More than 1100 Springer Nature journals have so far introduced a standard policy. Each journal adopts one ‘type’ of data policy and, as there are only four types, the process is as simple and understandable for authors as possible. The data policies have been made available under a CC BY license so they can be built on and used by the community, and we are now working with Jisc, Australian National Data Service and Wiley via the global Research Data Alliance (RDA) community to develop widely agreed community-owned standards. The RDA data policy standardisation and implementation interest group has been gathering requirements for journal and publisher data policies over the summer of 2017 from a diverse community membership – which were presented at this month’s RDA Plenary meeting in Montreal.

This policy initiative complements other publisher collaborations such as efforts, via FORCE11, to implement data citation consistently. And this year other major journal publishers, including Wiley and Elsevier, have introduced similar initiatives to standardise data policies of their journals.

What to look for in a journal research data policy

With all this work in progress there is not – yet – an international standard for research data policy but there is growing consensus on important features of a journal data policy, including considerations for researchers and support staff in deciding where to publish, and how data sharing may be required or supported. Researchers should consider the following questions before deciding where to submit their work– in fact, ideally before data collection has even begun:

What are my funder’s requirements?
What are my institution’s requirements?
What are the data policies of my preferred journals? Are they easy to understand?
Will they enable me to comply with my funder/institutional requirements?
Are they right for my methodology and my discipline?
Am I required to write a data availability statement?
Should my data be hosted:
- In an institutional repository?
- In a subject-specific repository?
- In a broad repository, such as Figshare or Zenodo?
Is citation and linking of data to my article supported?
What support from the publisher is available?
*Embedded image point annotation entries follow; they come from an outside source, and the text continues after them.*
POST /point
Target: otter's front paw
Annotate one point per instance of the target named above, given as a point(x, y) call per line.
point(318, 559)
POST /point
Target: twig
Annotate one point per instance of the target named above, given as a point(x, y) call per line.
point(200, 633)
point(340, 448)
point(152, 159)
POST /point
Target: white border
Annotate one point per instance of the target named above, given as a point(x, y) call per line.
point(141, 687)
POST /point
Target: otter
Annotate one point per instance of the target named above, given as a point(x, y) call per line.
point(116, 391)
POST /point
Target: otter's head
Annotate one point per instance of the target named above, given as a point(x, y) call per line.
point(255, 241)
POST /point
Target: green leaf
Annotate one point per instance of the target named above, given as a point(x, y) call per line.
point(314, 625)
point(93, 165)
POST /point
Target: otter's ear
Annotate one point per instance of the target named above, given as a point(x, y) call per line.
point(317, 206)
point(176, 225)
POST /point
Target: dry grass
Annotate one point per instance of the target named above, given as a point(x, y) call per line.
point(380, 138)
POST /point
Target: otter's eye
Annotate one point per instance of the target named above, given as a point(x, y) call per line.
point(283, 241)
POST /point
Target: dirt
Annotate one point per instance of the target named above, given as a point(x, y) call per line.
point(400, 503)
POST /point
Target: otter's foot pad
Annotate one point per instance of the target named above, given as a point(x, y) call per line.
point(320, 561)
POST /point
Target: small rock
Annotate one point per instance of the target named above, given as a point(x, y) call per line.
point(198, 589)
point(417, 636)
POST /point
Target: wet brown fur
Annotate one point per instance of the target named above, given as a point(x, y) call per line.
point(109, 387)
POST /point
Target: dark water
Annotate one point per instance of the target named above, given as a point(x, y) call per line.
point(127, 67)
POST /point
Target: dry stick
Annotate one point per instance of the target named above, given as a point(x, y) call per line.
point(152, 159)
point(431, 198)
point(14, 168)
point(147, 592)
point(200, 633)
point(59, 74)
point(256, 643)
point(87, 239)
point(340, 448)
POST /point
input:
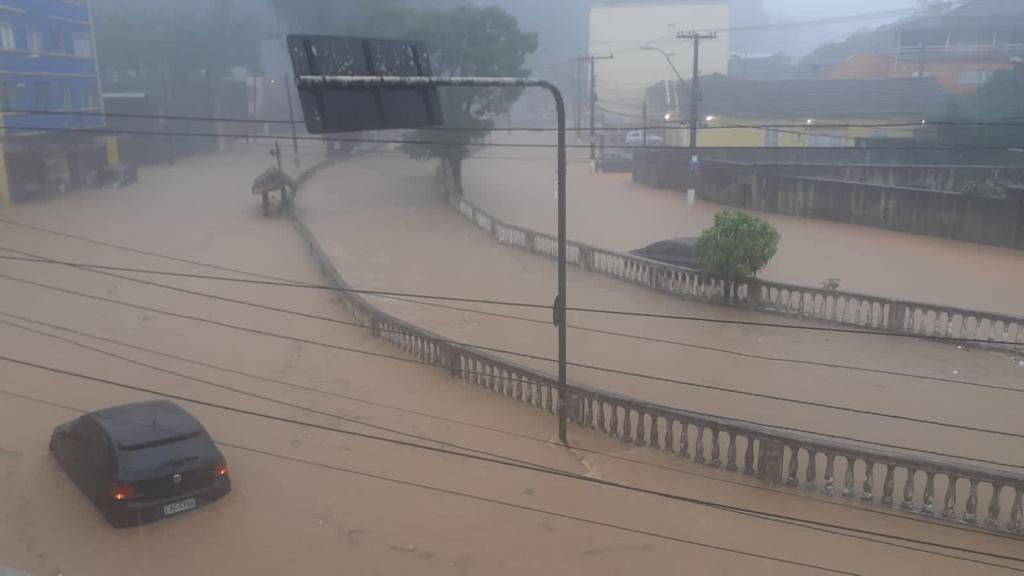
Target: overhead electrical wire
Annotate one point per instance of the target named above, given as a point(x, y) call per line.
point(1009, 122)
point(420, 141)
point(417, 362)
point(768, 517)
point(604, 369)
point(503, 503)
point(403, 410)
point(284, 283)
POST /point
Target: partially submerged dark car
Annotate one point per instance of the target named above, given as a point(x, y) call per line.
point(614, 161)
point(678, 252)
point(140, 462)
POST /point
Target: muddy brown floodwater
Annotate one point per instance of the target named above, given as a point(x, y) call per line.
point(611, 211)
point(302, 502)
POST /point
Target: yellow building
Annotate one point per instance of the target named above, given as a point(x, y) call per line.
point(801, 112)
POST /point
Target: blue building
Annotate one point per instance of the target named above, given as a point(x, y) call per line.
point(48, 64)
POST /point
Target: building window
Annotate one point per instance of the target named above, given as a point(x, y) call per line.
point(6, 36)
point(83, 45)
point(974, 77)
point(65, 98)
point(8, 95)
point(41, 95)
point(36, 40)
point(57, 40)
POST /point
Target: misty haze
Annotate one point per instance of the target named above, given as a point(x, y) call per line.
point(506, 287)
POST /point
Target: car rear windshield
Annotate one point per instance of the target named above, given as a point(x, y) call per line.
point(128, 447)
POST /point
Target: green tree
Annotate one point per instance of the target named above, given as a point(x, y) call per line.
point(737, 246)
point(464, 41)
point(996, 100)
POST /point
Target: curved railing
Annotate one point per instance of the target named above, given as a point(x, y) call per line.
point(862, 311)
point(945, 489)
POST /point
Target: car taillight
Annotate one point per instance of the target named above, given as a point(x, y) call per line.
point(122, 491)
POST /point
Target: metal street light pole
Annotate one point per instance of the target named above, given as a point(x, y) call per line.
point(291, 118)
point(432, 82)
point(695, 94)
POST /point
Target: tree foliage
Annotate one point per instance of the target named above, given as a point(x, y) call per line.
point(464, 41)
point(737, 246)
point(996, 100)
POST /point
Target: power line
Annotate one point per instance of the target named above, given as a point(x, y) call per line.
point(573, 364)
point(466, 495)
point(413, 361)
point(33, 258)
point(294, 385)
point(771, 26)
point(1009, 122)
point(769, 517)
point(717, 348)
point(256, 396)
point(411, 141)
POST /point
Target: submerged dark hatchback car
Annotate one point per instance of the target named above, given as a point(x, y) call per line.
point(140, 462)
point(678, 252)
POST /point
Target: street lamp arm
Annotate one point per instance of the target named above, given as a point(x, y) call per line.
point(668, 58)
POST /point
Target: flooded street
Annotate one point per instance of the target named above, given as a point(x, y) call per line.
point(611, 211)
point(384, 224)
point(313, 501)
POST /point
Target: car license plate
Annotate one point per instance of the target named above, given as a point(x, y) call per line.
point(175, 507)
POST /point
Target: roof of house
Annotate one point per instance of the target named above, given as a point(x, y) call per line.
point(887, 97)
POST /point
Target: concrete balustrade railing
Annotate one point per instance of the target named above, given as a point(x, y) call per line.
point(945, 489)
point(862, 311)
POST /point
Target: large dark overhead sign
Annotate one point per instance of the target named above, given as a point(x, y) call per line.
point(339, 109)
To support the implementation of the four standard data policies at Springer Nature, we have also launched a Research Data Helpdesk where journal authors and editors can receive free advice on finding data repositories and complying with and implementing policy.

Supporting further change

Publishers are using technology and partnering with data repositories to enable policy compliance and data sharing in more effective ways. Many publishers have partnered with trusted data repositories, such as Dryad, Dataverse, Figshare and Zenodo – as well as supporting institutional services. Some researchers indicate they are looking for more direct support in data deposition and curation, to help make their data more discoverable.
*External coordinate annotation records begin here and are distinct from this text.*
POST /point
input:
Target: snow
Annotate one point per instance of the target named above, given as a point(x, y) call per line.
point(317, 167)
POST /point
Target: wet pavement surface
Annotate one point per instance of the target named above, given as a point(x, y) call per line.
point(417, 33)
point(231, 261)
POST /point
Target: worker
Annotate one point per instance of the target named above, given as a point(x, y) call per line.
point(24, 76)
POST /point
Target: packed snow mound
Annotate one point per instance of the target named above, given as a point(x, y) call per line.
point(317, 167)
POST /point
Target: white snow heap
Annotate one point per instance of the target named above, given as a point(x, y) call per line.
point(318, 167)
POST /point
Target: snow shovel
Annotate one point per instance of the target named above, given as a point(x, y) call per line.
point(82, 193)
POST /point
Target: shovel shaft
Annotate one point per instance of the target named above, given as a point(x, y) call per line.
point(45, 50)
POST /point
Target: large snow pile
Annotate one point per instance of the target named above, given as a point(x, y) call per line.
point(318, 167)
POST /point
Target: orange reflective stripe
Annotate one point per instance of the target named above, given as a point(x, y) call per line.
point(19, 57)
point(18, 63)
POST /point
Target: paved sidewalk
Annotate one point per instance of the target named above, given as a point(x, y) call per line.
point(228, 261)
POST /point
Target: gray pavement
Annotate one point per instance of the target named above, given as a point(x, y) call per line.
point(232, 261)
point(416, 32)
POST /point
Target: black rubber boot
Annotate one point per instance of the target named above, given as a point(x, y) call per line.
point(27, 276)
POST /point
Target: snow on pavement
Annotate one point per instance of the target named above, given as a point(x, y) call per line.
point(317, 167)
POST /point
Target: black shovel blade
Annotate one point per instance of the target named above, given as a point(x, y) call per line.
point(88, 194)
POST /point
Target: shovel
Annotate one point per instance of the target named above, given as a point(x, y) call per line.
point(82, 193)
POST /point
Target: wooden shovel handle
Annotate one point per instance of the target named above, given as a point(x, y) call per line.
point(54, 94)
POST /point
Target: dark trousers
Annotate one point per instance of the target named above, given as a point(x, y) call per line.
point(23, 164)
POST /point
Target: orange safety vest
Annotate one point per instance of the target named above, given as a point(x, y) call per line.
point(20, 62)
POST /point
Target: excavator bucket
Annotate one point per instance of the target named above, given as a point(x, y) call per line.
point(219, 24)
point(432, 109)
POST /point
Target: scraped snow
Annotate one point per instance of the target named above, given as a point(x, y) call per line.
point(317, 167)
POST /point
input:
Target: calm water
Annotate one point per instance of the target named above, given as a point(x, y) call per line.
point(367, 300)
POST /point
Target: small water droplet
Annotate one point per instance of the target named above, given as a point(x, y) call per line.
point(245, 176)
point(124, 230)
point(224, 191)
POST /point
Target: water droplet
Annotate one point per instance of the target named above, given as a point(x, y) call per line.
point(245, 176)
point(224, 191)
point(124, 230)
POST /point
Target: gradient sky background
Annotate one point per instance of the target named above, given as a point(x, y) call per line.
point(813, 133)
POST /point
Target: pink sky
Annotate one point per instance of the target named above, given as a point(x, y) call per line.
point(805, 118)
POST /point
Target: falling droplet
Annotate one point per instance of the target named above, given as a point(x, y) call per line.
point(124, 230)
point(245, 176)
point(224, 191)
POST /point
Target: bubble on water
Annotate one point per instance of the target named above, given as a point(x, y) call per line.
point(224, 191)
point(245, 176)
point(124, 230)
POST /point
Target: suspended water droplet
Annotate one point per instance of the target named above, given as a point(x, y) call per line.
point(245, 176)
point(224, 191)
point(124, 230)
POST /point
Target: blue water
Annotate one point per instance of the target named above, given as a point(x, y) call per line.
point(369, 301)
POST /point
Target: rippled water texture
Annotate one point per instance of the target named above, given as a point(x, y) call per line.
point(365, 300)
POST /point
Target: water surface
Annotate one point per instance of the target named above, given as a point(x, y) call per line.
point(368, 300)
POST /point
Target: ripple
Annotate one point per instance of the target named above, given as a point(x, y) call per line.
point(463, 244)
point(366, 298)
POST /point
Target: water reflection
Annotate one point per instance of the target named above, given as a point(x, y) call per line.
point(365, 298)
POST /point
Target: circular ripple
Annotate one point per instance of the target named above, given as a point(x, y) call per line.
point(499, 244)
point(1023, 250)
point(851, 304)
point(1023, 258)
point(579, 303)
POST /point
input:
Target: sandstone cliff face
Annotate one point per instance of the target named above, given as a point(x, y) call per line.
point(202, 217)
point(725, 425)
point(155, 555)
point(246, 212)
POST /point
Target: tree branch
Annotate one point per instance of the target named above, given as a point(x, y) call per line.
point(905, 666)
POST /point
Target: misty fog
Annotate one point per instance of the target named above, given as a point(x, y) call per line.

To meet this need, at Springer Nature we introduced pilot data support services for authors, which provides them with a drag and drop workflow for depositing data privately and securely, as well as support from Research Data Editors who carry out a range of checks and enhancements on their metadata (the information that helps discovery and interpretation of the files) and the structure and presentation of their datasets. Authors publishing in journals, including Nature and BMC Ecology, have used these services to make the data supporting their articles more discoverable.

Other researchers seek support via dedicated teams within their institutions, advice from their funders, or from external expert agencies such as Jisc or the DCC. Data sharing is liable to remain a mixed economy for the foreseeable future, and although simplifications and consolidations are on their way the best person to support and advise a researcher on their specific situation varies from case to case.
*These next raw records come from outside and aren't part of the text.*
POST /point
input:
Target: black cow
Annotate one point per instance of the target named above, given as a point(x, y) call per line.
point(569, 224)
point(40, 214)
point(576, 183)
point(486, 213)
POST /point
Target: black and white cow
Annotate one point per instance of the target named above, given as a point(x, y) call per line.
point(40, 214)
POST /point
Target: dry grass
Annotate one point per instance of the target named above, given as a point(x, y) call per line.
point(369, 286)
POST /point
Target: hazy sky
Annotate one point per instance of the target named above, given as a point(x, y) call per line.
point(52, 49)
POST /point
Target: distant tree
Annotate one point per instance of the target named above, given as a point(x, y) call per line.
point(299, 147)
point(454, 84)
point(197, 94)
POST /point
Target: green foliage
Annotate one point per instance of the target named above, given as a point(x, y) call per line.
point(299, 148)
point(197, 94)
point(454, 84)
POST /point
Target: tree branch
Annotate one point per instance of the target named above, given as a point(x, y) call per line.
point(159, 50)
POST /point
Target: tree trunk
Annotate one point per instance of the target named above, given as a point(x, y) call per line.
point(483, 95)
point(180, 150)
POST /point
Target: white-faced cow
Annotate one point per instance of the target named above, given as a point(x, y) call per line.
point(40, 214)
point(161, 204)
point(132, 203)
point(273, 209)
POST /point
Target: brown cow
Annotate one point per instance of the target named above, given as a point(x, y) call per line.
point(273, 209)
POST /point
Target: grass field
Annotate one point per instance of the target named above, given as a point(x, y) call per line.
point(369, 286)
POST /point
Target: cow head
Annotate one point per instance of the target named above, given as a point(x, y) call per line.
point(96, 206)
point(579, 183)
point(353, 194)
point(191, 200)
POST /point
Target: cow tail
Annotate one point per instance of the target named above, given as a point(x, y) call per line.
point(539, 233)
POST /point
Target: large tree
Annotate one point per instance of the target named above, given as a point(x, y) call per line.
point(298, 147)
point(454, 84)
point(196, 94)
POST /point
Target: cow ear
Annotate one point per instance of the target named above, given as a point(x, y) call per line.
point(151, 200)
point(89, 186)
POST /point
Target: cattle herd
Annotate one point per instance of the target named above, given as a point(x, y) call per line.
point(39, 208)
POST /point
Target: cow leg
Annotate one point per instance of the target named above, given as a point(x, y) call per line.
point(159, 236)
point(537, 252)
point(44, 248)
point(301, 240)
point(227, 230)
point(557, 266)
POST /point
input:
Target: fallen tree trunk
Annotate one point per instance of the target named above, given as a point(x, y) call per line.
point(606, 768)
Open access to data has the potential to transform the way research is done, speeding the pace of discovery and its benefits to society. Good data practice makes research more efficient, effective and fulfilling for researchers; but this can only work if publishers, funders and institutions make data sharing as simple as possible for researchers. And policy is the perfect tool to do that.

Iain Hrynaszkiewicz is grateful to Amy Bourke-Waite at Springer Nature for her contributions to an early draft of this article.